Broken Bells is the continuing project between James Mercer of The Shins and Brian Burton aka Danger Mouse. Their self titled debut from 2010 was an all round success culminating in a Grammy nomination and showcasing their combined melodic, yet experimental efforts. They look set to continue in this vain with their upcoming second offering After The Disco. It is released early next month and if the first single, ‘Holding On For Life’ is anything to go by then they look set to live up to the album’s title. The second track is the title track it’s self and is perhaps a broken reflection of the first. There is a much more urgent rhythm and groove with the synths spilling off from it.
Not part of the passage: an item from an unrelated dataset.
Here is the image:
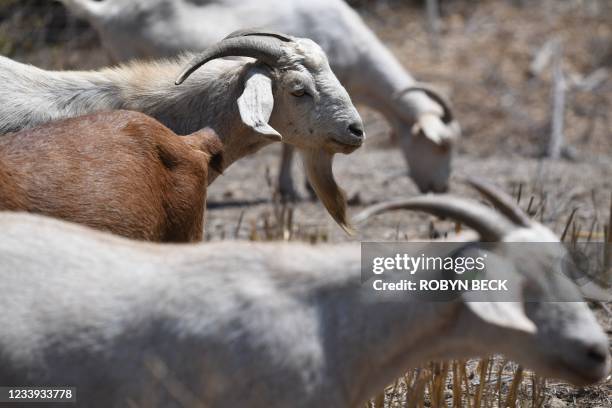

James’ vocals are isolated well to sit atop the instrumentals and allows him to push his voice to it’s limits even if he’s toned down the Bee Gees style falsetto from ‘Holding On For Life’. This track is also a far more catchy and melodic space rock affair as opposed to the disco ballad of the first track. The instrumentals are fluid as one but are not so separate as to devoid of any space and movement the track has. When the vocals are added then it greases the wheels of the track even more for greater motion and a greater melodic kick. I think the recreation of less obvious past sounds could see them on to a winner with their second album and I can’t wait to find out.